# Westerly winds & kayak fishing at Redcliffe Peninsula



## Beekeeper (Aug 20, 2011)

Especially if you're a newby to kayaks and kayak-fishing, beware the risky situation that arises when kayaking Peninsula waters with Westerly winds.

If you haven't good paddling skills and/or your paddling fitness isn't really strong, getting caught out from anywhere along the Redcliffe Peninsula can be fraught with danger.

Westerlies are not to be trusted... they can go from light to strong in minutes, and that leaves you heading for Moreton rapidly.

I've been caught a couple of times, but paddle-fitness got me out of trouble... sustaining the paddle during the strong wind times, and making ground during short lull periods.

Very worrying, believe you me!

Even if you're not a newby and are quite happy with your paddle-fitness, if you happen to be out wide from the Peninsula when the Westerlies pick up, you'll wish you weren't there.

There's Westerlies forecast for tomorrow (Monday 5th May)... at the moment 10/15 knots is BOM's opinion.

I'll be on the water, gauging the wind-strength at all times... hugging close to shore if needs be. I'd like to get out further, and if I do venture so, will be ready to head in at a moment's notice.

Please... don't take these winds too cheaply... I lost a good friend to them (fishing from a tinnie) some years back.

They can be treacherous!

Stay safe... Jimbo


----------



## kayakone (Dec 7, 2010)

Well said Jimbo, and a very timely warning for anyone kayaking on the East coast, an especially prevalent danger till September.

I too have been caught at the beacon, was very fit at the time, and still couldn't make it back to the boat harbour. I had to land on the Safety Day beach, which took an hour of maximum exertion for a distance of about 1.5 kilometres. It came up suddenly from 15 knots to 30 knots, gusting to 34 knots. Very dangerous, and well above the predicted wind speed maximum of 20 knots.


----------



## Bretto (May 23, 2010)

I was out there on Saturday Morning with the westerly blowing. Didn't find the wind to be an issue. Basically flattened the water out, though I guess I wasn't as far out as what you usually go Jimbo. When the wind swung and started blowing from the South-west things chopped up awfully quickly, but by then I was on my way back in.


----------



## Beekeeper (Aug 20, 2011)

Bretto said:


> I was out there on Saturday Morning with the westerly blowing. Didn't find the wind to be an issue. Basically flattened the water out, though I guess I wasn't as far out as what you usually go Jimbo. When the wind swung and started blowing from the South-west things chopped up awfully quickly, but by then I was on my way back in.

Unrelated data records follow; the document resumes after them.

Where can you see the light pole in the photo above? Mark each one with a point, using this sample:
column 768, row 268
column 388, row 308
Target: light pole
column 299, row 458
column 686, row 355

Were you paddling or pedaling, Brett? If pedaling, makes it a lot easier.

I hit the briny at Scarby this morning, and it was OK until about 0945, then the Westerly picked up markedly, and I headed shore-wards... got a bit distracted for a while then, as there were bust-ups all over the place, but although I did cast, I couldn't get a cast in amongst them... so finally gave up and paddled away.

From daybreak there was a NorWester blowing lightly, then the Westerly sprang up, and later switched to SouWesterly. I came home at a good time... got a bit rough after that.

Cheers, Jimbo


----------



## Bretto (May 23, 2010)

Yeah Jim, I was pedaling. Yes it is easier.


----------



## Sunhobie (Jun 22, 2006)

Good warning Jim.

The wind on your back, as you glide out from shore in an offshore westerly, lessens the sensation of wind strength and lulls you into a false sense of security. The return trip can be many times longer and more difficult if you go too far.

In a westerly (East Coast OZ in Winter):
close inshore is usually glassy calm (very deceiving).
the water looks dark out to sea (because you only see the backs of the waves, not the whitecaps).
the horizon is usually very lumpy.
the wind is very gusty because as it travels across land before it reaches you, it gets heated, cooled and twisted by terrain.
the wind feels stronger because it actually packs more punch, due to the air being colder and more dense.

If in doubt, don't go out... or stay close to shore... or change your launch site to somewhere more protected.

Obviously, if you are sailing it is much slower and more difficult to sail back to where you launched from so make allowances.

If you are heading out in an offshore breeze, turn around and work back into the breeze occasionally just to make sure that you are aware of the actual conditions.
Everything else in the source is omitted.